Prince’s act of disownership opens up an incredible window of resistance to artists, and, immediately on social media, he found himself explaining. “Redacting Ivanka’s portrait was an honest choice between right and wrong. Right is art. Wrong is no art. The Trumps are no art,” he wrote. “Not a prank. It was sold to IvankaTrump & I was paid 36k on 11/14/2014. The money has been returned. SheNowOwnsAfake.” Then: “Make Trump small again.” And finally: “This should not B confused with aesthetics. This is not a gesture. This is an action. Something I have control over. A yesOrNo.”

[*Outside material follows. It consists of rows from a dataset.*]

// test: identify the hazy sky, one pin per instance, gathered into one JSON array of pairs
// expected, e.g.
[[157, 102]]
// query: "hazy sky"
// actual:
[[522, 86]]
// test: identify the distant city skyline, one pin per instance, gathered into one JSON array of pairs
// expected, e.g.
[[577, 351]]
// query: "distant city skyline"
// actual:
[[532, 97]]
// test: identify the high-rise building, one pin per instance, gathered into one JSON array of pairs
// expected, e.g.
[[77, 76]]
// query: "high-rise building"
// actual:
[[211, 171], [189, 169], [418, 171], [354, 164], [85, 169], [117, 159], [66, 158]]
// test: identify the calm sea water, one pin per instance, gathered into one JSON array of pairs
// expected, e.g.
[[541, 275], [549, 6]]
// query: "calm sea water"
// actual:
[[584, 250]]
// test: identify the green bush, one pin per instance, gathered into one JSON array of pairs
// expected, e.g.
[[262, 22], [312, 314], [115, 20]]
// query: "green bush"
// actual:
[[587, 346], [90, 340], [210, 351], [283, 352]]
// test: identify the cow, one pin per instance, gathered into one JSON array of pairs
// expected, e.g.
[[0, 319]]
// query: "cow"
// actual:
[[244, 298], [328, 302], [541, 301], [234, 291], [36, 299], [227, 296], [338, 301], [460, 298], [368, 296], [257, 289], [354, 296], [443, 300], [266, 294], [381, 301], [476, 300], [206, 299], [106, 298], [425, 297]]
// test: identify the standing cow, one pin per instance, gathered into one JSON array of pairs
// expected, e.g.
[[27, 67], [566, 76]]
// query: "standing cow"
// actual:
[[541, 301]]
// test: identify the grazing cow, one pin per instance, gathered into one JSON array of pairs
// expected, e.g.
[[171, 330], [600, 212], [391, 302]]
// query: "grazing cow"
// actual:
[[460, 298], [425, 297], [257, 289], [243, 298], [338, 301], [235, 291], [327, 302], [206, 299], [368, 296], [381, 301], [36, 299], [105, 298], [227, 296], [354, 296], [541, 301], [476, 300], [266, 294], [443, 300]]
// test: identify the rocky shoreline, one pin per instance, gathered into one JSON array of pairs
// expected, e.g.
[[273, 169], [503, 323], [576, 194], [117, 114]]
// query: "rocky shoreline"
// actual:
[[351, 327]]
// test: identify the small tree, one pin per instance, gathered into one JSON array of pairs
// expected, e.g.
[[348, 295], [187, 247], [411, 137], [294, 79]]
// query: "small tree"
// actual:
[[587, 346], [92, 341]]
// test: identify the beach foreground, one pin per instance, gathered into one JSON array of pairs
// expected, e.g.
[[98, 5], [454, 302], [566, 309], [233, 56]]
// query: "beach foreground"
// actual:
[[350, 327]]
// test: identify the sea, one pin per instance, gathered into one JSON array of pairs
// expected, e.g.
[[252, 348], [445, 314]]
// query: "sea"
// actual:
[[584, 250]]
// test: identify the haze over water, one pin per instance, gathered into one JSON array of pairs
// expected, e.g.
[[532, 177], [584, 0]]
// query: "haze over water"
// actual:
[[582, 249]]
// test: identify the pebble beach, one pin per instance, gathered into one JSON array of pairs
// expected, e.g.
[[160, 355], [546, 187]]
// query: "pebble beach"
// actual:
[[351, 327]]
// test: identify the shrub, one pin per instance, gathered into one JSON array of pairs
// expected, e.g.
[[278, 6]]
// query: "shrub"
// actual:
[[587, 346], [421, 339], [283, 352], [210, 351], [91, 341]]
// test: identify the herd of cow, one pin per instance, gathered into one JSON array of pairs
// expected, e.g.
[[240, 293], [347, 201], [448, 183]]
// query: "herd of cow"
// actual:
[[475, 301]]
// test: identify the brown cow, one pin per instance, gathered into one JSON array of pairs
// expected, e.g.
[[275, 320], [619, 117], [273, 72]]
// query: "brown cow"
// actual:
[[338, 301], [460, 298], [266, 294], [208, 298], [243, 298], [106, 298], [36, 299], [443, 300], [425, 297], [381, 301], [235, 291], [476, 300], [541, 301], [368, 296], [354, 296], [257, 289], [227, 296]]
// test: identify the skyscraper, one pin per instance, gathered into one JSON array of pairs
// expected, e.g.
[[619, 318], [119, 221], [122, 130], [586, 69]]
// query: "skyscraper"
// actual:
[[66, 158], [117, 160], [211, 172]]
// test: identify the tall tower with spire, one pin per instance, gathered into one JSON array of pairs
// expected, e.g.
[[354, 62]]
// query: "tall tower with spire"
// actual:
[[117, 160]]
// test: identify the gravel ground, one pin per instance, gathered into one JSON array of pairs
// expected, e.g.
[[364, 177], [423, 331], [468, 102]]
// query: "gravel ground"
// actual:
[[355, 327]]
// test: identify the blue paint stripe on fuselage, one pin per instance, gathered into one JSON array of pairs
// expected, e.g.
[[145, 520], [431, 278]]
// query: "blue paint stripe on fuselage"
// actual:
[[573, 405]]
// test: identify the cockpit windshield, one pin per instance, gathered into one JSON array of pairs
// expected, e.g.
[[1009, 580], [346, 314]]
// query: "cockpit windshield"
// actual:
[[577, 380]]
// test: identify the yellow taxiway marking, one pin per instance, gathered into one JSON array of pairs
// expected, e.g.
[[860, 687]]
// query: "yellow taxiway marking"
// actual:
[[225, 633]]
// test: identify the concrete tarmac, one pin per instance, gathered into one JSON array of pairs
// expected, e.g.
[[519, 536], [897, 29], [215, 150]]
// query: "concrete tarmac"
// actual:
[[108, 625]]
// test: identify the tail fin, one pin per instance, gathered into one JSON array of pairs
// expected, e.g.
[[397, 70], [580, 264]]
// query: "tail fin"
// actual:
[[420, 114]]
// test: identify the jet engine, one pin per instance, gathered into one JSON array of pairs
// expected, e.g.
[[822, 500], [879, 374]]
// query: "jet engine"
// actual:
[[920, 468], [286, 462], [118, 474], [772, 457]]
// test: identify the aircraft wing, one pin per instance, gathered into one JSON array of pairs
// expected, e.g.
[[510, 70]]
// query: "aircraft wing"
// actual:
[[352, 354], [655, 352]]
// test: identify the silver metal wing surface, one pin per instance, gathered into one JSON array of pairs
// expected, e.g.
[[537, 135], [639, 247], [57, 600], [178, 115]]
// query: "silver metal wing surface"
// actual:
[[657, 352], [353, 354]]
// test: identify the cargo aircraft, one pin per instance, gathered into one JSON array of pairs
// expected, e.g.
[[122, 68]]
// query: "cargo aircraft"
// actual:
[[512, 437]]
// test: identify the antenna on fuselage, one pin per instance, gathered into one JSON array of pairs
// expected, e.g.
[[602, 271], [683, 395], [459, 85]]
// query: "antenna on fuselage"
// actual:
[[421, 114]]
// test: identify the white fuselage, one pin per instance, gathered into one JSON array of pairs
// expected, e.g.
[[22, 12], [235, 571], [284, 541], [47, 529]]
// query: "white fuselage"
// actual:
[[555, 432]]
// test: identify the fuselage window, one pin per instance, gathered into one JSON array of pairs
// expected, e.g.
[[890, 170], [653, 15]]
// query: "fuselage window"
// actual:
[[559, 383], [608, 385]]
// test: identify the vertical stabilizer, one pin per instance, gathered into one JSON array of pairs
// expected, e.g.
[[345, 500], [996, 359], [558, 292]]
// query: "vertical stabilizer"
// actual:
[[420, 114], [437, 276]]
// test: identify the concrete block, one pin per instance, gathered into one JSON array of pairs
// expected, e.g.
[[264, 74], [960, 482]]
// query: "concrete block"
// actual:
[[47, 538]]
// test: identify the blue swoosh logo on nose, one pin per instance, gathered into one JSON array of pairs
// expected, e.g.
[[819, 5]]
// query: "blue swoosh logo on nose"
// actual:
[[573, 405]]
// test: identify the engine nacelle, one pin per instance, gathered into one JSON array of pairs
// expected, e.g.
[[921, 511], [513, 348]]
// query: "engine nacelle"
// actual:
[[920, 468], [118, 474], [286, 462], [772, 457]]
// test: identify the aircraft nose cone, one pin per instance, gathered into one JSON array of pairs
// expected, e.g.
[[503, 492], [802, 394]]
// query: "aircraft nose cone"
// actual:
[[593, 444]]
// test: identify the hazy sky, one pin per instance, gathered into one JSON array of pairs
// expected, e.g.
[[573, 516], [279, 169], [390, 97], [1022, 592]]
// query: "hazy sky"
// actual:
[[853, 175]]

richardprince1234/Instagram

But whatever Prince says, I can’t dismiss the “aesthetics” of the “action,” or “gesture,” which I’m still trying to sort through. Part of that has to do with Prince’s history—he’s spent over 30 years culling subcultures, taking other people’s pictures, making almost invisible worlds visible via appropriation (which is really a form of declaration, “This is art.”). He was not the first in this tradition, of course, and several of those who came before even got into interesting tangles with their patrons over the matter of at just what point a particular work became a work. In 1950, after Duchamp’s original urinal readymade was lost, he authorized gallerist Sydney Janis to purchase a similar one in New York, date it 1917 and sign it, as his. Further afield in 1961 Robert Rauschenberg sent a telegram to Galerie Iris Clert in Paris with the words, “This is a portrait of Iris Clert if I say so.” All these artists were creating and uncreating by their will or word. Saying it made it so. This is using language as law, as in “I now pronounce you man and wife” or “I sentence you to five years.” Or Biblically: “In the beginning was the Word, and the Word was with God …” Whatever else these artists and Prince did they reduced art to some invisible essence, the will of the artist, making the artist primarily a conceptual creator or destroyer of worlds. A declaration of independence of the mind that rearranges molecules so that something goes from art to not-art or non-art. But on Wednesday Prince moved things in the other direction, using that biblical power not to make but to take away—not to bestow but withdraw the art content of the work. This drop-dead simple yet loaded act is actually a quite profound and radical innovation, one that immediately suggests there may be dozens of new conceptual gestures and possibilities in this strange new conceptual universe artists find themselves now living in.

Which brings us to Prince’s brilliant use of the word “fake”—and especially the phrase “fake art.” The phrase sort of made my head spin—is it possible Prince had just invented a whole new conceptual category of art? What could “fake art” mean? It certainly doesn’t mean “forgery,” and it can’t simply mean “bad art.” But it doesn’t seem to me simply to mean “work bought by someone the artist disapproves of” or even “work no longer condoned by the artist.” It seems—to me, anyway—to suggest something much squirrellier than that, some new way of thinking about how to navigate a news theater dominated by “fake news,” the disappearance of cultural, intellectual, and aesthetic authorities, and the rise of a disinformation state. If “fake news” is dense enough to change the world, think of what fake art might do. Perhaps be used as emotional time bombs, prestidigitation acts of refusal, ways of reclaiming power for the artist in this time when, to my way of thinking, ours is an era for foot-soldier actions. Large and small. Like Prince’s.

I can’t say for sure I understand how it all fits together, in Trump’s world or the art world, or exactly what kind of aesthetic war Prince’s gesture is declaring. But something tells me we’re going to spend a good chunk of the next four years working on lots more like this and figuring them out as we go.